I want to pick up on one point that the hon. Gentleman— my very good friend—said. He said that soldiers followed orders. The decision to open fire was an individual matter; in the vast majority of cases, soldiers did not open fire because someone ordered them to. I cannot think of any cases where people opened fire on an order. They opened fire because they made the decision, based on the yellow card.
I thank the hon. Gentleman for his intervention. Clearly, the yellow card was given by the British Army for guidance on what to do, and soldiers followed that, so the soldiers on the ground followed the rules. There was not a man over their shoulder saying, “Right, fire now.” They made the decision based on the rules, which were clearly laid down for them. I had a yellow card myself, and I still keep it—as a bit of a keepsake, if for no other reason.
I will say it again: if soldiers stepped beyond their role and knowingly and willingly committed offences, then that is very different from what is happening here. I ask everyone to please see the difference.

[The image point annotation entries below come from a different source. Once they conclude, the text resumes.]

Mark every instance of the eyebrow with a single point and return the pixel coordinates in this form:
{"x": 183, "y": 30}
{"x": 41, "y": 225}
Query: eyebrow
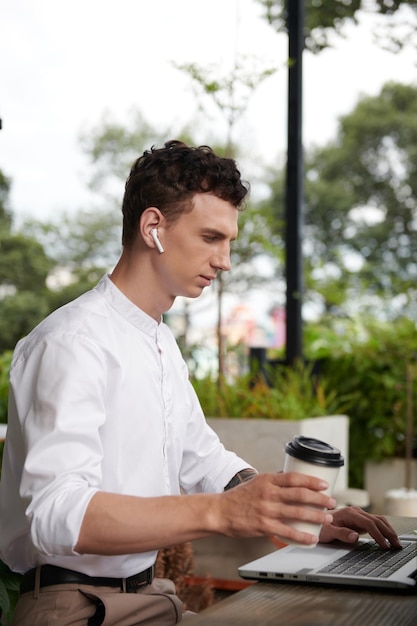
{"x": 217, "y": 233}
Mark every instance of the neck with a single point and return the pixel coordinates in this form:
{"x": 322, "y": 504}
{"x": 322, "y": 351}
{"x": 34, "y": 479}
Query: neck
{"x": 137, "y": 279}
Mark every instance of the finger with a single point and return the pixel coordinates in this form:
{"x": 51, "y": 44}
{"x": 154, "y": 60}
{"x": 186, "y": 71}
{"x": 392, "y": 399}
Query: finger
{"x": 305, "y": 497}
{"x": 294, "y": 479}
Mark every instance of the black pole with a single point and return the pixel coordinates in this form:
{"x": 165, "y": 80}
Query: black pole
{"x": 294, "y": 183}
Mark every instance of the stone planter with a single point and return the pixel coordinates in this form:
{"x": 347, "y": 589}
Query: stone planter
{"x": 261, "y": 442}
{"x": 401, "y": 502}
{"x": 384, "y": 477}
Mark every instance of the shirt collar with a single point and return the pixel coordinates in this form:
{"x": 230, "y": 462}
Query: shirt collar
{"x": 132, "y": 313}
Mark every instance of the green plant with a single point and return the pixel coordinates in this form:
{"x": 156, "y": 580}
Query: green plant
{"x": 292, "y": 393}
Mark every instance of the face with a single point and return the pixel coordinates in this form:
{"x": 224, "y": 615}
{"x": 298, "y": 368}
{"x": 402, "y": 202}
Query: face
{"x": 197, "y": 246}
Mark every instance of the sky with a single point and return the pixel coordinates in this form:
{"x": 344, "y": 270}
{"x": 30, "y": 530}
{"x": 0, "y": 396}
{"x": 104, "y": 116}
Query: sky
{"x": 64, "y": 64}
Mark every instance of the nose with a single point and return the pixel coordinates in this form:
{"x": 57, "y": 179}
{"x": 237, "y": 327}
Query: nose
{"x": 222, "y": 260}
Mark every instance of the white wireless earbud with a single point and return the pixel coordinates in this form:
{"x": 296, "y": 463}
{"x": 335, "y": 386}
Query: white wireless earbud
{"x": 154, "y": 235}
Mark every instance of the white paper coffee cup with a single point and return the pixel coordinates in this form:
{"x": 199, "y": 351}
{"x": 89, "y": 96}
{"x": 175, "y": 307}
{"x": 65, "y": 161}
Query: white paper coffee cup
{"x": 306, "y": 455}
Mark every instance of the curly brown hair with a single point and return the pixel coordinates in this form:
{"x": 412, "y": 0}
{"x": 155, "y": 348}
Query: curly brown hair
{"x": 169, "y": 177}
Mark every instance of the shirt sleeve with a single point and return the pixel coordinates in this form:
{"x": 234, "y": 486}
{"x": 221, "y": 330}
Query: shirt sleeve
{"x": 59, "y": 395}
{"x": 207, "y": 465}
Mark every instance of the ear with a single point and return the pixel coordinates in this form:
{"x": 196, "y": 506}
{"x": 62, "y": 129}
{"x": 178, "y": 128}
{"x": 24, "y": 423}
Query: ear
{"x": 151, "y": 218}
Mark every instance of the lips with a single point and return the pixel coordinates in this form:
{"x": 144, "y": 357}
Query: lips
{"x": 207, "y": 279}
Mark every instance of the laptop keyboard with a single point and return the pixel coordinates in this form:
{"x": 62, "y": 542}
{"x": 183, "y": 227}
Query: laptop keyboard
{"x": 371, "y": 560}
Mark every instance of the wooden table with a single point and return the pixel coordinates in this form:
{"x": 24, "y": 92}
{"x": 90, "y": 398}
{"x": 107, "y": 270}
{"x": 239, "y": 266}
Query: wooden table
{"x": 273, "y": 604}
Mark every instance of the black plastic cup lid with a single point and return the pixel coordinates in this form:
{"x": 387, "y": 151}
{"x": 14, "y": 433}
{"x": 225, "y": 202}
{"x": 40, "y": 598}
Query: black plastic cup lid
{"x": 314, "y": 451}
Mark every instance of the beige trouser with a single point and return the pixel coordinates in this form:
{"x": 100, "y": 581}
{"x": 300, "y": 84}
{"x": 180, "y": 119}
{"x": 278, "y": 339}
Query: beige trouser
{"x": 85, "y": 605}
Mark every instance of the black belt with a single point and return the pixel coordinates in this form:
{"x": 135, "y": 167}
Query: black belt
{"x": 52, "y": 575}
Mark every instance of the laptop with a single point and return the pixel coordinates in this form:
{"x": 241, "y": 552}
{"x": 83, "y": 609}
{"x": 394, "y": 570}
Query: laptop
{"x": 365, "y": 564}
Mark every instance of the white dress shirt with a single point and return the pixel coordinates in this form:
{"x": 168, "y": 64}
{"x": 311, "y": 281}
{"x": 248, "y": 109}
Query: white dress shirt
{"x": 99, "y": 401}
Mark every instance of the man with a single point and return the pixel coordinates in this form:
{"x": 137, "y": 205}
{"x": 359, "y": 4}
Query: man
{"x": 108, "y": 456}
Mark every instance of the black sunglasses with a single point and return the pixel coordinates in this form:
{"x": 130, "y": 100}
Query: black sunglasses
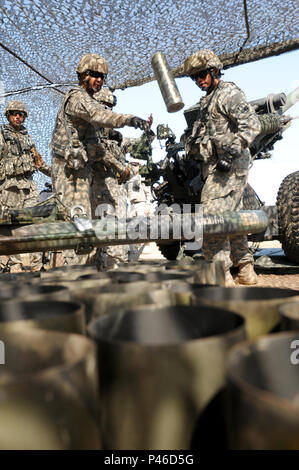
{"x": 200, "y": 74}
{"x": 15, "y": 113}
{"x": 94, "y": 74}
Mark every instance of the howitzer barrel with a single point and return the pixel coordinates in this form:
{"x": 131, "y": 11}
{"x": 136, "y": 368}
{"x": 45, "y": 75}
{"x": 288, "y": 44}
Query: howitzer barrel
{"x": 169, "y": 90}
{"x": 292, "y": 98}
{"x": 105, "y": 232}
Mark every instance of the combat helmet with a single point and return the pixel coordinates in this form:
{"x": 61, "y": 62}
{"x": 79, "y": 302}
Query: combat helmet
{"x": 201, "y": 60}
{"x": 92, "y": 62}
{"x": 105, "y": 95}
{"x": 15, "y": 105}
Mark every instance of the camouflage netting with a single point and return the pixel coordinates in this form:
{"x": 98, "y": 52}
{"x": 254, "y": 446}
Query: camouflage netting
{"x": 43, "y": 40}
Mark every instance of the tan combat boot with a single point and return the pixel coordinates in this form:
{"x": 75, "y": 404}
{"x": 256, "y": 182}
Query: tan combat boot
{"x": 229, "y": 281}
{"x": 247, "y": 275}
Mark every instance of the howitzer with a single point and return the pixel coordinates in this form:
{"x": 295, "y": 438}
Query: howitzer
{"x": 39, "y": 229}
{"x": 182, "y": 182}
{"x": 83, "y": 234}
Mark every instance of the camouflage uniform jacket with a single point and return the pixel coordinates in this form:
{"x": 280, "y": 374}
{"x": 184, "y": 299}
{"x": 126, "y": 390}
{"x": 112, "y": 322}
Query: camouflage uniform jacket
{"x": 82, "y": 118}
{"x": 226, "y": 123}
{"x": 17, "y": 158}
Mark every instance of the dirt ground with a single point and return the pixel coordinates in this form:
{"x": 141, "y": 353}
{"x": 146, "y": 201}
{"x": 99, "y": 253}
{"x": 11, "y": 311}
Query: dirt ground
{"x": 286, "y": 281}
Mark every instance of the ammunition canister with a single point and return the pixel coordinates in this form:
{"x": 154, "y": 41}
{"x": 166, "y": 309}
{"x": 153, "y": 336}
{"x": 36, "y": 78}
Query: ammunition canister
{"x": 169, "y": 90}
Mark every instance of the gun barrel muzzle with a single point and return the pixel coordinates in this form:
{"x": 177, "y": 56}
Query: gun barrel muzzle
{"x": 168, "y": 87}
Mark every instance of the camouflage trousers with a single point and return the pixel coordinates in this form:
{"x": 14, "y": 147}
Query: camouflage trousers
{"x": 73, "y": 189}
{"x": 233, "y": 250}
{"x": 108, "y": 197}
{"x": 13, "y": 197}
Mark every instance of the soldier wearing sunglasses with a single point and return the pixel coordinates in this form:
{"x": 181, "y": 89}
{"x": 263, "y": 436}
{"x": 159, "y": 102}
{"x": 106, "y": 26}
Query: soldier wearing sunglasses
{"x": 225, "y": 127}
{"x": 19, "y": 160}
{"x": 79, "y": 141}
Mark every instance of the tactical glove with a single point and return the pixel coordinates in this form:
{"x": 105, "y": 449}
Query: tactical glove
{"x": 125, "y": 175}
{"x": 115, "y": 135}
{"x": 37, "y": 158}
{"x": 224, "y": 163}
{"x": 139, "y": 123}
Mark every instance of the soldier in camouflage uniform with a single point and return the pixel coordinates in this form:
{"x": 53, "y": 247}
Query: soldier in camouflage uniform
{"x": 19, "y": 160}
{"x": 108, "y": 189}
{"x": 220, "y": 140}
{"x": 80, "y": 147}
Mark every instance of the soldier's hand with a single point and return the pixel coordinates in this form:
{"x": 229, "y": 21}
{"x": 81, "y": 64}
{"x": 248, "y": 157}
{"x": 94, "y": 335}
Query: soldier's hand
{"x": 125, "y": 175}
{"x": 115, "y": 135}
{"x": 224, "y": 163}
{"x": 150, "y": 120}
{"x": 38, "y": 160}
{"x": 139, "y": 123}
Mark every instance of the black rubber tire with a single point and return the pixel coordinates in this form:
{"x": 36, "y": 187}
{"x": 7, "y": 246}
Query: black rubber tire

I support the Committee’s recommendations, and appeal to anyone with any sense of decency and natural justice to do the same—except for a few minor parts that my hon. Friend the Member for Belfast East and others have mentioned; for that reason, we would not endorse everything that the Chair of the Committee, the right hon. Member for New Forest East (Dr Lewis), said.
The Government need to act. I appeal to them to respond to those who wore a uniform. As one who still lives under threat—not of prosecution, but because of my British service life, as other gallant and very gallant hon. Members have said—I ask the Government to please make best use of their resources. That means not persecuting—I use that word deliberately—men who did no more than wear their uniform and follow orders while under guerrilla and open warfare. Minister, decent people have had enough. People who were in the RUC, Prison Service, UDR or British Army and their families have been traumatised enough. I ask him to please stop appeasing the minority of people who cannot be appeased until they get what they wish for and we are wiped from their sight, and to do what is right and honourable for those who so honourably served Queen and country.
I apologise, Sir David, for the fact that I shall shortly have to retire; I have already asked permission of you, the Minister and the Shadow Minister.